Benny McCoy 

Baseball
Induction Year: 1976

Benny McCoy, who lived most of his life in Grandville and was born in Jenison in 1915, was among hundreds of Major League Baseball players whose career was interrupted and shortened by military service during World War II.
He grew up in Grandville as a star baseball and basketball player, signed a minor league contract with the Detroit Tigers at age 18, played four years for various minor league teams and then played four years in the Major Leagues, including two with the Tigers, before World War II.
He played second base as a professional, batting lefthanded and throwing from the right side. He first played in the majors for seven games in 1938 with the Tigers and filled in for the injured legend Charlie Gehringer in 1939. He hit .302 in 55 games that season.
McCoy was part of historic baseball group. He was among 91 players in 1939 to be declared free agents by baseball commissioner Kenesaw Mountain Landis. The commissioner ruled that McCoy was among the players MLB teams had been “blocking” or stockpiling in the minors via contracts.
Philadelphia ended up winning a bidding war for the highly regarded infielder with a $45,000 bonus and two-year contract of $10,000 per year. At that point it was the biggest bonus ever paid by a major league team, and that season with the bonus he made more than eventual Hall of Famers Joe DiMaggio, Jimmy Foxx or Hank Greenberg.
McCoy played in 1940 and 1941 with the Athletics as a starting second baseman and then joined the U.S. Navy and the war effort. He served four years in the Navy, including a year in Australia, and attempted a baseball comeback in 1946, first with the Athletics and again with the Tigers, but was released both times.

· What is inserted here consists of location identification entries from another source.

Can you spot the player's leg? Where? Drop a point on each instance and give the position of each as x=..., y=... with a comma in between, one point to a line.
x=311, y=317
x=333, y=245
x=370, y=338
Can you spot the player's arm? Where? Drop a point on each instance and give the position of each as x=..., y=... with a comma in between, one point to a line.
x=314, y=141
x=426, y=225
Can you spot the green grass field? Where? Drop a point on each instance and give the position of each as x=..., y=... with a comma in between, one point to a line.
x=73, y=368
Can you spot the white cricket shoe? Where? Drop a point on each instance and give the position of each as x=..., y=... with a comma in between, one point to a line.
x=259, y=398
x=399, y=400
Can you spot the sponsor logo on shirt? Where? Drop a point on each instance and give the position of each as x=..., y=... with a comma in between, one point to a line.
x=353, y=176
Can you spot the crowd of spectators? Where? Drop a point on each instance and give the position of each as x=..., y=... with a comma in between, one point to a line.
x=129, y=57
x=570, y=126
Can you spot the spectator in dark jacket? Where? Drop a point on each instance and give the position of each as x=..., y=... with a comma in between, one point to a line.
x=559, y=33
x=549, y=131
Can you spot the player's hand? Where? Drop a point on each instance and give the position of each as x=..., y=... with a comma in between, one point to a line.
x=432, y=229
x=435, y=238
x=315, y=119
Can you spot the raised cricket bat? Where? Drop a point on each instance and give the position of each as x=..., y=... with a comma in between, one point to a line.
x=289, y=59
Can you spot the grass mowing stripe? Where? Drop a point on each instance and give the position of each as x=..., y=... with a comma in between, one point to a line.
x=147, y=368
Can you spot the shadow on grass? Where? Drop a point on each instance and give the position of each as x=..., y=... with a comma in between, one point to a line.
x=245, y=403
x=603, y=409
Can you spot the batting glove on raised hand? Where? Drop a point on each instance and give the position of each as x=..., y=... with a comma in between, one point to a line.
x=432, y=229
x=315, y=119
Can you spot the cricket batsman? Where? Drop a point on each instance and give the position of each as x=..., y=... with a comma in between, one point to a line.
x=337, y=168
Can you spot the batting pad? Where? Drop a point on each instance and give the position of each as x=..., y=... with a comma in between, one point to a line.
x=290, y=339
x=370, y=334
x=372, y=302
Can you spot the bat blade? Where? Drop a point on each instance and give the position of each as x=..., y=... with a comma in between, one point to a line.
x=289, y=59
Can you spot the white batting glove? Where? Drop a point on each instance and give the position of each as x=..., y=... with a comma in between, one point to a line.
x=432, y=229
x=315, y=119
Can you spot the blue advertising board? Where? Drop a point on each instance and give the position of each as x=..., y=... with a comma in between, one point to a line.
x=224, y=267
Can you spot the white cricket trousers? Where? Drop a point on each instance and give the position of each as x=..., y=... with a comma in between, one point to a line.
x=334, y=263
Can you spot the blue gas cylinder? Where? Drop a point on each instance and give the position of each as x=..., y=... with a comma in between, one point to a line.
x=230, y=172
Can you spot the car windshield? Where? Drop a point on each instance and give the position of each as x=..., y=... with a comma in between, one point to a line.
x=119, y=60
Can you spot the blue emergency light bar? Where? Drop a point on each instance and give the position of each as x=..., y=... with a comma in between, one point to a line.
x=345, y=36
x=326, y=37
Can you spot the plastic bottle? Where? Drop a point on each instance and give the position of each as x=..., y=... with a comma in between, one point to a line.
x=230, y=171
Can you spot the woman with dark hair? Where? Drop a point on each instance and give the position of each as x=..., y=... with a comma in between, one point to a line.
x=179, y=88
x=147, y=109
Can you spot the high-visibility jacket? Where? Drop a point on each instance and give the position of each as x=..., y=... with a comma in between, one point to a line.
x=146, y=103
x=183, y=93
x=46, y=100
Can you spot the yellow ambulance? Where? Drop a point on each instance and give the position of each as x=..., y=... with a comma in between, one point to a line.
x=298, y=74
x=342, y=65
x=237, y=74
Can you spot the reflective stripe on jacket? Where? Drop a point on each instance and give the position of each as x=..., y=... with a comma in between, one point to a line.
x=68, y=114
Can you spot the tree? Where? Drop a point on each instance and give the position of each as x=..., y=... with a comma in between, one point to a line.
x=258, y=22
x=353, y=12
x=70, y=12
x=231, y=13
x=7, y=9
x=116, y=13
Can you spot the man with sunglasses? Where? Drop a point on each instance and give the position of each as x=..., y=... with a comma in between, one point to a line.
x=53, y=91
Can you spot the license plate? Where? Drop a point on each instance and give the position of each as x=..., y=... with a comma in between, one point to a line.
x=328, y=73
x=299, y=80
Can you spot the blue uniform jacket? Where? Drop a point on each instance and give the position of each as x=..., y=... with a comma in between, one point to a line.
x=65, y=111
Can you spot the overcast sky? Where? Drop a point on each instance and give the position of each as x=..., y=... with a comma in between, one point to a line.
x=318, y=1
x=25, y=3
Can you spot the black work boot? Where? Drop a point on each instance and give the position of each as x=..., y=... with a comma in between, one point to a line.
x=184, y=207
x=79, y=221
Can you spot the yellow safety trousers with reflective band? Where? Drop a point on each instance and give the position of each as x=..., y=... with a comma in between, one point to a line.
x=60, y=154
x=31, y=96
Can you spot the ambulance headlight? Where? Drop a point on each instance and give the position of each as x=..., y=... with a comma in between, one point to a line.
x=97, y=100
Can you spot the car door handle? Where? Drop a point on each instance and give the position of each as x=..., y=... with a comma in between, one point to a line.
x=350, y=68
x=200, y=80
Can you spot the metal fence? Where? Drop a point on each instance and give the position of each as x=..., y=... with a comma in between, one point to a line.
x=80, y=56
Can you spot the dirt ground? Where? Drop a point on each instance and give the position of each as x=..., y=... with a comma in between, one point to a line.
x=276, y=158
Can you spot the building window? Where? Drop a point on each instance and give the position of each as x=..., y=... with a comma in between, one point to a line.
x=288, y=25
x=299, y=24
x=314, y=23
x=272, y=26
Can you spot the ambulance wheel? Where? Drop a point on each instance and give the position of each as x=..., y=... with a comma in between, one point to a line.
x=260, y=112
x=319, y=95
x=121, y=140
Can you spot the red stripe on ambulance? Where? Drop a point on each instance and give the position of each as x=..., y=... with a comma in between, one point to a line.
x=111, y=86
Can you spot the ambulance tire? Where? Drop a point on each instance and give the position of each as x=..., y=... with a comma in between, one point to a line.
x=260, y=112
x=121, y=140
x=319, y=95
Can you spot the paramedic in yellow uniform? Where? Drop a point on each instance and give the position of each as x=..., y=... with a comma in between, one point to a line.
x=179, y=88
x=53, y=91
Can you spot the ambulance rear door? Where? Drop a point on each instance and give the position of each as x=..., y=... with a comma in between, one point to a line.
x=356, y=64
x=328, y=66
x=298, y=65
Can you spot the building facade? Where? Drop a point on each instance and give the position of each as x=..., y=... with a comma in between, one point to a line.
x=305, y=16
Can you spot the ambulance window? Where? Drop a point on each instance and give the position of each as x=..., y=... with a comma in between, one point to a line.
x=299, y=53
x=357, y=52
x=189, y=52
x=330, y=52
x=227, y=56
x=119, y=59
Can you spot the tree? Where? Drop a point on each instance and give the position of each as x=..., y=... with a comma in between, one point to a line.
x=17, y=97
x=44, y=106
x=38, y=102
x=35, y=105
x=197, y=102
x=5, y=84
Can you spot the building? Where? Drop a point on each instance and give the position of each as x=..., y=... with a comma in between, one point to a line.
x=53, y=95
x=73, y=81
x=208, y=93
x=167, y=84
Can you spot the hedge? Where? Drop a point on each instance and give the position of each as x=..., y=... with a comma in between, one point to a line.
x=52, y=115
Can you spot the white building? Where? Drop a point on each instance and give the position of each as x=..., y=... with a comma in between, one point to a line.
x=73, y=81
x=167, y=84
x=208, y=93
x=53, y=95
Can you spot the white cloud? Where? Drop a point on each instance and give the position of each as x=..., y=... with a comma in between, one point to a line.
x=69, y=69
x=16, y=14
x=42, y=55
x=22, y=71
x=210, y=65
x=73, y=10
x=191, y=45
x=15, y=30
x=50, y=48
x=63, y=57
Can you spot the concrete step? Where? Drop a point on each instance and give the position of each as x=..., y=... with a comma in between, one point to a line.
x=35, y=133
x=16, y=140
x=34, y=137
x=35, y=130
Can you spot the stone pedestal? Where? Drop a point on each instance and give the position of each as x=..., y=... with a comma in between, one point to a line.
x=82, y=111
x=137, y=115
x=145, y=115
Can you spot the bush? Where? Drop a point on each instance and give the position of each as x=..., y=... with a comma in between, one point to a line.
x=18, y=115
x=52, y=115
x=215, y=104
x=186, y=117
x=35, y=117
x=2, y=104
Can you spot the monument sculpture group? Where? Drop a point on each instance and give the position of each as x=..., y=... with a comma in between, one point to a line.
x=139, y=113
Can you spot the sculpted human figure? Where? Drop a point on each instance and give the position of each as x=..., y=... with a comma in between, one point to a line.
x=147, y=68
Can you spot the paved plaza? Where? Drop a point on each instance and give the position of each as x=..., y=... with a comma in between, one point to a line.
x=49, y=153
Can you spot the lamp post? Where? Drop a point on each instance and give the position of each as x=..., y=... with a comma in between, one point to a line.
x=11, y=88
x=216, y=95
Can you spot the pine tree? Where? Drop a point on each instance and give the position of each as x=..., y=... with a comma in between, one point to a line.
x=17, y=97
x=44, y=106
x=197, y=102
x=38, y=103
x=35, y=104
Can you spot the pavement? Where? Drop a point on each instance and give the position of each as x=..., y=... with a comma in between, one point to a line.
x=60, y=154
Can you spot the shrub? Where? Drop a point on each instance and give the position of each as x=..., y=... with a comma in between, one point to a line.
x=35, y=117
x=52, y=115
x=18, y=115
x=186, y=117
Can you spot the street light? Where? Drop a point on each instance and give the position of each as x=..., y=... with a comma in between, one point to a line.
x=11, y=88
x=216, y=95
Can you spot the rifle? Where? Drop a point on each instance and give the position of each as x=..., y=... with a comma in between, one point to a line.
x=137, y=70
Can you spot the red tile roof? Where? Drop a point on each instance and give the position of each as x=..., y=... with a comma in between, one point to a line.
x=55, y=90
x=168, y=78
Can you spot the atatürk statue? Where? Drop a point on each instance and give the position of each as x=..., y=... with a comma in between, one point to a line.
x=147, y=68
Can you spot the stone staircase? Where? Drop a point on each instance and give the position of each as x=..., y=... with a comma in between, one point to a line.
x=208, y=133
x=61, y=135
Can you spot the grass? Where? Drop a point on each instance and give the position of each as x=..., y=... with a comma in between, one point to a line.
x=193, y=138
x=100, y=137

In a four-season MLB career, McCoy was a .269 hitter (327-for-1214) with 16 home runs and 156 RBI in 337 games.
After baseball, the avid golfer lived in Grandville and retired from Sysco Frostpack after 25 years.
He died on his 96th birthday on Nov. 9, 2011. Prior to his death he was recognized as one of the oldest living former major leaguers and the oldest living Detroit Tiger.